What is it?

The future looks bleak for the XE, and when Jaguar goes electric-only in 2025, it’s likely that this saloon will disappear forever from its line-up.

Not that this has prevented the car from being updated for 2021, including one revision that might redefine the way you view Britain’s answer to the BMW 3 Series in the limited time it has left.

Among the changes is the adoption of Jaguar Land Rover’s new Pivi Pro infotainment, which in the XE goes without the large glossy display found in the refreshed XF and F-Pace but does possess the same slick graphics and intuitive, responsive menu layout. This alone is an enormous improvement.

There’s then also a new 201bhp 48V mild-hybrid diesel powertrain, which is rated at almost 60mpg and helps to address one of the XE’s main failings: high official CO2 emissions.

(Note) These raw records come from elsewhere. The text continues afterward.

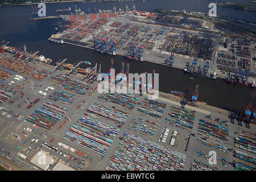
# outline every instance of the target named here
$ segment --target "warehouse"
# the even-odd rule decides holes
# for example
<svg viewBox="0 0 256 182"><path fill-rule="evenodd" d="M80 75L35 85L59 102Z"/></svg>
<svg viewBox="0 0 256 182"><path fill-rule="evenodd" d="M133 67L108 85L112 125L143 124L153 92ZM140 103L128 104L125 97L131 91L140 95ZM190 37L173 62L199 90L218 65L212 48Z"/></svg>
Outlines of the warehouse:
<svg viewBox="0 0 256 182"><path fill-rule="evenodd" d="M59 162L53 167L52 171L76 171L76 170Z"/></svg>
<svg viewBox="0 0 256 182"><path fill-rule="evenodd" d="M31 161L31 163L44 171L47 170L49 165L52 164L53 162L54 159L47 155L46 152L42 150L39 151Z"/></svg>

Neither of these additions is the game-changing one, though; that’s Jaguar’s decision to hack roughly £5000 from the XE’s asking price. It means this example, the rear-driven P250 turbo petrol in R-Dynamic guise – which sits between the lower-powered D200 mild-hybrid diesel and the range-topping, four-wheel drive P300 and is probably the most enticing XE for keen drivers – costs from just £31,010. Which is less than Volkswagen asks for the Golf GTD.

What’s it like?

Okay, parts of the interior still don’t exactly feel cutting-edge, rear leg room remains the XE’s Achilles’ heel and either the new motor doesn’t quite make the claimed 247bhp or the kerb weight is somewhat more than the stated 1536kg, because acceleration only just qualifies as being brisk.

But the elegance in the steering and the handling balance make the driving experience uniquely sweet and thoroughbred in feel at this price.

In the end, an M Sport 3 Series is still more modern and agile in feel, with quicker steering and finer body control on your average B-road, where the passive suspension of the XE permits a little more roll and float than you might be expecting. It’s less clinical in general.